The Financial Industry Regulatory Authority, FINRA, has published on its website and meanwhile also in the Federal Register proposed amendments to FINRA Rule 3110 as regards supervisory practices with respect to home office „arrangements“. In view of new work models following the COVID-19 pandemic, FINRA finds a revision of its rules pertaining to office locations and inspections to be necessary to further accommodate and promote (to a certain extent) these new models. A corresponding draft for the revision of Rule 3110 was already published in 2022, but was subsequently withdrawn by FINRA.

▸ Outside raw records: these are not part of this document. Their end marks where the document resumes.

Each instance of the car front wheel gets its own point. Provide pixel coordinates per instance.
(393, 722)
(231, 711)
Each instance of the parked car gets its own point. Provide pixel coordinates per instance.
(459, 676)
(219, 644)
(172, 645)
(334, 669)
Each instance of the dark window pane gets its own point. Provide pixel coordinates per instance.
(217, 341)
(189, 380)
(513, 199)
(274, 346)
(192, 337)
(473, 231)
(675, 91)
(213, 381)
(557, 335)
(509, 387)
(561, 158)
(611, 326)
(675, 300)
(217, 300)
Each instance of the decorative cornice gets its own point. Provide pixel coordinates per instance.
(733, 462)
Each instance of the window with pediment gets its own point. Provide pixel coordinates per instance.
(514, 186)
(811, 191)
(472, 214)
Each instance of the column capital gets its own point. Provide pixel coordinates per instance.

Specifically, FINRA seeks to „adopt Supplementary Material .19 (Residential Supervisory Location) under FINRA Rule 3110 (Supervision)“ to add a new category entitled „Residential Supervisory Location“ for purposes of the rule. Thereafter, the private residence of associated persons engaged in specified supervisory activities would be treated as a non-branch location provided that certain conditions are met. The conditions include, but are not limited to
– customer funds and assets are not handled at such location;
– the associated person refrains from meeting with customers at the location;
– all firm-related communication must be made via the firm’s own communication system; or
– books and other documents of the firm are not kept at this location.
Additionally, to mitigate the risks addressed in the comments of last year’s proposal, FINRA would exclude certain locations to qualify as „Residential Supervisory Locations“, for example, if
– the associated person is inexperienced (less than one year of work experience in supervisory functions);
– an investigation is underway towards the person; and / or
– if the person is subject to a „mandatory heightened supervisory plan“.
As a consequence, the residential location would be exempt from the yearly inspection requirements as mandated by the rule. Nonetheless, such locations would still be subject to periodic inspections of at least every three years.